Monday, July 16, 2012

What comes first, the student or the standard?

First: how can you tell the difference between a student and a standard?

They both begin with ST. One has six and one has seven letters. One ends with a D, the other with a T. So I guess they're pretty different.


A standard, in education, is a learning goal; a student is a human who spends a large portion of his/her time in learning activities; usually involved in some sort of formal educational institution.

In public education, one comes first, the other follows.

According to the past ten or twenty years of education history,  Alfie Kohn's "bunch o' facts" have come first. The teacher starts with those facts, figures out how to teach them, and then makes the transfer to the students. These facts have lately been organized for our convenience into a progression of learning goals called standards, taking a student from Kindergarten through 12th grade.

The newfangled "standards-based" or "proficiency-based" education system that many of us have been hearing about is said to be an advance in how we do public education.

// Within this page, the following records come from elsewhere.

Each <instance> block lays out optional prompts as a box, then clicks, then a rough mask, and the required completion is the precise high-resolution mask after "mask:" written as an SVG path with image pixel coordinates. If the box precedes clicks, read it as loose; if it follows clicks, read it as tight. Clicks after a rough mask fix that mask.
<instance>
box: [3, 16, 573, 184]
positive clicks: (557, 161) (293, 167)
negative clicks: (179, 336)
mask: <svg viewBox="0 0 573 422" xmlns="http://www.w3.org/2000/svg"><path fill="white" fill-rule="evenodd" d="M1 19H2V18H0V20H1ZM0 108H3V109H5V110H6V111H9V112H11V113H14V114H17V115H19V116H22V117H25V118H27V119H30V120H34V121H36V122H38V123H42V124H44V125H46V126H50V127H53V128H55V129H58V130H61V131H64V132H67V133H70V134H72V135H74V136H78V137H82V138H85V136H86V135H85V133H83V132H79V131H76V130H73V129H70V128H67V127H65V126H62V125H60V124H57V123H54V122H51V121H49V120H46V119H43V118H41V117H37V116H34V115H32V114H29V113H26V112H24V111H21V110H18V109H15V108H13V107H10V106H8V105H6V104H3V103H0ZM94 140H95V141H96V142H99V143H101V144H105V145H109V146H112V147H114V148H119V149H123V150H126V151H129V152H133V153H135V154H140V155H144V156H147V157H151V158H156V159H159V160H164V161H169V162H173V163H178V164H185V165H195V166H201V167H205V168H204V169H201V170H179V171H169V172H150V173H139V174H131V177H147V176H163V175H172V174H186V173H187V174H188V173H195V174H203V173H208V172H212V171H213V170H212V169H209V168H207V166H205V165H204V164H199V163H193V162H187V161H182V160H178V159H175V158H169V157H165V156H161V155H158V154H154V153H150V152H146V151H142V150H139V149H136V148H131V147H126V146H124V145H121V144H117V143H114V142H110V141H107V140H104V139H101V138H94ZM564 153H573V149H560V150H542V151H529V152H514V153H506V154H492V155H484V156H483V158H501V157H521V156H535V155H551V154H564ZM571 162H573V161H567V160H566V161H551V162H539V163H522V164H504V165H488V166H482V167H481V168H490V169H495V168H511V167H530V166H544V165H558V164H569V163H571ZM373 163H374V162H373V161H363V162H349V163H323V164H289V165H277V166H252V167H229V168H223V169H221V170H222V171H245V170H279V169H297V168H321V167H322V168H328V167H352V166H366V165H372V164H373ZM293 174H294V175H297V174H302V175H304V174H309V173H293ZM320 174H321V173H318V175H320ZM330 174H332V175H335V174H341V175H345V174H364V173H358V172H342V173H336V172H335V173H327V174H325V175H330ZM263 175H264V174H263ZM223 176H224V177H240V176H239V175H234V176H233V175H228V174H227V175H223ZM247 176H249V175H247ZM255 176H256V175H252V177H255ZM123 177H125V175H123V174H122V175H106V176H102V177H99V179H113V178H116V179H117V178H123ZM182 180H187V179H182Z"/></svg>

This is because, in generous acknowledgment of the differences between children, the elements of speed and method of learning has been been partly given over to the student's control (at least, that's the theory.) Students can decide for themselves how and when they learn that same "bunch o' facts, compressed and reorganized into learning standards.

Then there is the student: the person in the learning institution who is responsible for learning the standards.

So which comes first?

We are told that this newfangled system is the best of all worlds; that the system focuses education on both the student and the standard. How's that done, exactly? "You can learn in whatever way and at whatever pace you want, as long as you learn what I tell you.  And forget about jumping ahead or skipping around: you have to do it in a certain order."

This is our education revolution?

I don't believe you can ever make BOTH the student and the standard come first. I think that unlike the poor chicken and her egg, this is not a circular proposition. One will always push out the emphasis on the other. Either we get kids through the State-mandated, 12-year course of study called the Common Core, leaving students entirely out of the decisions over what they have to learn, OR we make the  focus to discover and nurture the desire to learn that exists in each child, and devote time, support and resources to helping them become the people they want to be.

 To paraphrase Ira Socol, What happens when an institution forgets what its purpose is?

As soon as standards supersede the wishes and needs of the student, the learning game’s been lost. I have invented a new word for it: what learning becomes when students are unwilling to do it but aren't given a choice. It's called "faux learning," or "f'learning." We need to stop thinking that learning can take place if the learner is unwilling. Motivation is a complicated thing, and it's dicey to generalize to this degree, but for the most part, if the learner is unwilling to learn, learning won't take place. How many kids in public education are not learning, but f'learning?

If we toss out the standards, liberate ourselves, as adults, from the notion that there is "stuff" that all kids need to learn; if we lay aside our own personal "sacred cows" of education, do we create a "white space" in our classrooms? A happy nothingness, something like Harry Potter casting an "imperious curse" on his friend Hermione? A void in education, an opportunity for absolutely nothing to take place?

If you take the lessons, the "standards" out of the classroom, what you have is a room full of children.

Do children have standards?

Children have what is inside them; they have the sum total of their 5-17 years of life and experience.

Their learning standards begin with who they are. If we acknowledge that a child is a fully-actualized human being, then who they are and what they do and know RIGHT NOW matters as much to them and to their world as that of any 45-year-old. They can progress from there to the people they see themselves becoming. So the standards they have "accomplished" or "mastered," (to use the nomenclature of the standards-based system) are what they know, what they fully understand. Their expertise; their passion.

Standards should be about children. Their "course of study" should start with who they are. What is a student's goals for personal success? Let's create that document, the Personal Success Plan, when they are in Kindergarten; let's work on it continually over the next 12 years, and let's make it the foundation of their activities. Their "standards." The working document of their journey through learning.